Sol göğsünün üzerinde, pimi çekildiğinde on saniye içinde patlayan soğuk bir ağırlık, bir metal parçası duruyordu...

Yola çıkalı bir saat olmuştu ki, bir emir geldi ön sıralardan; '5 dakika mola, herkes olduğu yerde dinlensin' Olduğu yere bıraktı kendini. Derin bir nefes aldı. Şehrin ışıkları ne kadar da güzel görünüyor dedi içinden. Omuzlarını kesen sırt çantasının ağırlığını ve sol göğsü üzerinde duran o soğuk demirin varlığını biraz olsun unutmak istiyordu. Serin bir rüzgâr terli saçlarını yalayıp geçti. Sırtında soğuk bir ıslaklık hissetti, beş dakika sonra kalkıp yeniden yola koyulacak olmasa kuru bir şeyler giymek gerekirdi. Matarasından bir yudum daha su içti, başını sırt çantasına dayayıp geceyi aydınlatan şehrin ışıklarını seyretmeye ve düşünmeye başladı. İlk kez gördüğü, yürüdüğü bu dağın yamacında, o geniş ovanın ortasındaki uzak ışıkları, ışıkların süzüldüğü perdelerin ardını, uyuyanları, uyanık olanları, uyumaya çalışanları düşündü.

Başını tamamen geriye doğru bıraktı sonra. Yıldızlar ne kadar da yakındı. Çukurova'da dama çul serip uzun uzun yıldızları seyrettiği günler geldi aklına, serin dam uykularına daldığı o uzak ve yakın günleri...
Kısık bir ses uyandırdı gerçeğe değen bu güzel düşten, 'Hadi gidiyoruz' dedi, 'toparlan'. Yavaşça doğruldu, o da ardındaki arkadaşını çağırdı 2 dakikalığına da olsa gittiği memleketten. Sabahın ilk ışıklarına kadar yürüdüler. Omuzlarını kesen çantanın acısını, sol göğüslerinin üzerindeki o soğuk demirin varlığını unutmadan, kulakları seste, elleri tetikte yürüdüler. Ölüme ne kadar yakın iseler; anaya, kardeşe, sevgiliye bir o kadar uzak, yürüdüler gecenin içinde... 

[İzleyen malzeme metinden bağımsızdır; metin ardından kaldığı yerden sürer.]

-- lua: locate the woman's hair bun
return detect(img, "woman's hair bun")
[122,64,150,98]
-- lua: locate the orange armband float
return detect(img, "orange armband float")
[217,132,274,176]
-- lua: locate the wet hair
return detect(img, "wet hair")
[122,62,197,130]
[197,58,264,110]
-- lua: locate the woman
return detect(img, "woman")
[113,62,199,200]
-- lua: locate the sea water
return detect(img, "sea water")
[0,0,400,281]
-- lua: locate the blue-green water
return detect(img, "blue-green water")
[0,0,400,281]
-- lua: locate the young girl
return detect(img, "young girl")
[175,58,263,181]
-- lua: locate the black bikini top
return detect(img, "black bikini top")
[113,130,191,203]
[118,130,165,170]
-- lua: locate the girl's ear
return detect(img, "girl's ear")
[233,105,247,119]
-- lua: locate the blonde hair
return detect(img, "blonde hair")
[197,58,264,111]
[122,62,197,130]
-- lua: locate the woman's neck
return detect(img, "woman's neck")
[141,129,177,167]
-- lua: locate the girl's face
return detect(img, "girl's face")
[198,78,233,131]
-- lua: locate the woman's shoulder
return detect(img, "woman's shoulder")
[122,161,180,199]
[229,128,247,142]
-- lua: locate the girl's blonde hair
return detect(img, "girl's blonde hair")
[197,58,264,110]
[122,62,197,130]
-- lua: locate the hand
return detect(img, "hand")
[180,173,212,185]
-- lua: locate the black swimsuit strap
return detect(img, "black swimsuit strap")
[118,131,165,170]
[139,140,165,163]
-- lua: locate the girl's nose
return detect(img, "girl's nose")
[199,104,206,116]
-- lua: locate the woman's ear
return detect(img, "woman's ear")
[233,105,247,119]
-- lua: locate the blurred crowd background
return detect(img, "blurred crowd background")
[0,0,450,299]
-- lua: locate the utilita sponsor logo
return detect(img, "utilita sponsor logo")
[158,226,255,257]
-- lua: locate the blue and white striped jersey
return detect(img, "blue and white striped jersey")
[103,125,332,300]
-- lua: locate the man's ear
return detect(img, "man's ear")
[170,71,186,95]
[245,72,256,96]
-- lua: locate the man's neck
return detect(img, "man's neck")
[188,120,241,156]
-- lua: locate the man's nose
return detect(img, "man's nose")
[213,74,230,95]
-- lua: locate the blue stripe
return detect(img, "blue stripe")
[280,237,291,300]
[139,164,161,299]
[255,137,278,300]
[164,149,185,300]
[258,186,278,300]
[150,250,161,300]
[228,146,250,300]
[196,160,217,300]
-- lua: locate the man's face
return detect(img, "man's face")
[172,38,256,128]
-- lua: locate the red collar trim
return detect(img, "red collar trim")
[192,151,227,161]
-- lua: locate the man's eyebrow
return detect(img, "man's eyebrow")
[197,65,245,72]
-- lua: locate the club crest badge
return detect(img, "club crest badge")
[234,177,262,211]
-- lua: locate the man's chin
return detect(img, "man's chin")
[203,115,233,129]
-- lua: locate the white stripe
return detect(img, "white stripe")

Yukarıda anlatılanlar bir hikâyeden alıntı değil, birkaç yıl önce Diyarbakır dağlarında sırtımda elli kiloya yakın çanta ve elimdeki 10 kiloluk silahla sabahlara kadar yürüdüğüm, nöbet tuttuğum gece yarılarından sadece beş dakikalık bir bölüm.

Bugün bakıyorum da klimalı odalarında, yazlıklarında, deri koltuklarında oturup beylik laflar edenler için o dağ başlarında gecelerce yürüyen, nöbet tutan askerleri feda etmek ne kadar da kolay. Sol göğsünün üzerindeki o soğuk demir parçası ile dolaşan askere ne düşünüyorsun diye soran yok; onları bekleyen analara, kız kardeşlere, sevgililere kimse sormuyor, 'Oğlunuzu, kardeşinizi, yârinizi feda eder misiniz' diye.
Kandil'i tamamen imha edeceğiz', 'İnlerine gireceğiz', 'Köklerini kazıyacağız', 'Gerekirse evlatlarımızı feda ederiz' diyorlar. Oysa hiçbirinin evladı (bedelli, çürük raporlu) dolaşmadı gece yarıları o dağ başlarında, dolaşmayacak. Çünkü bu ülkeyi gerçekten seven, vatan denilince başka bir şey düşünmeyen kendini vatan için feda etmeye hazır, o dağ başlarında dolaşacak fakir ama dürüst, namuslu binlerce vatan evladı var bu ülkede. İşte onlardır feda edilecek.
Bir delilik hali bu yaşadıklarımız, insan anlayamıyor, 'Gerekirse evlatlarımızı feda ederiz' diyen birini ayakta alkışlayıp 'Türkiye seninle gurur duyuyor', 'Dik dur eğilme bu millet seninle' diye tezahürat yapan insanlar var memleketimde ve daha da kötüsü ne biliyor musunuz, bu insanların da evlatları var.

Dik dur eğilme dedikçe 'Dimdik ayaktayız' diyorlar. Ama Mehmetler bir bir toprağa düşüyor. Peki ya ellerine kına yakarak gönderdikleri evlatları tabut içinde gelen analar, babalar, kardeşler, sevgililer nasıl ayakta duracak? Dimdik durun ve bakın gözlerimize, söyleyin nasıl!?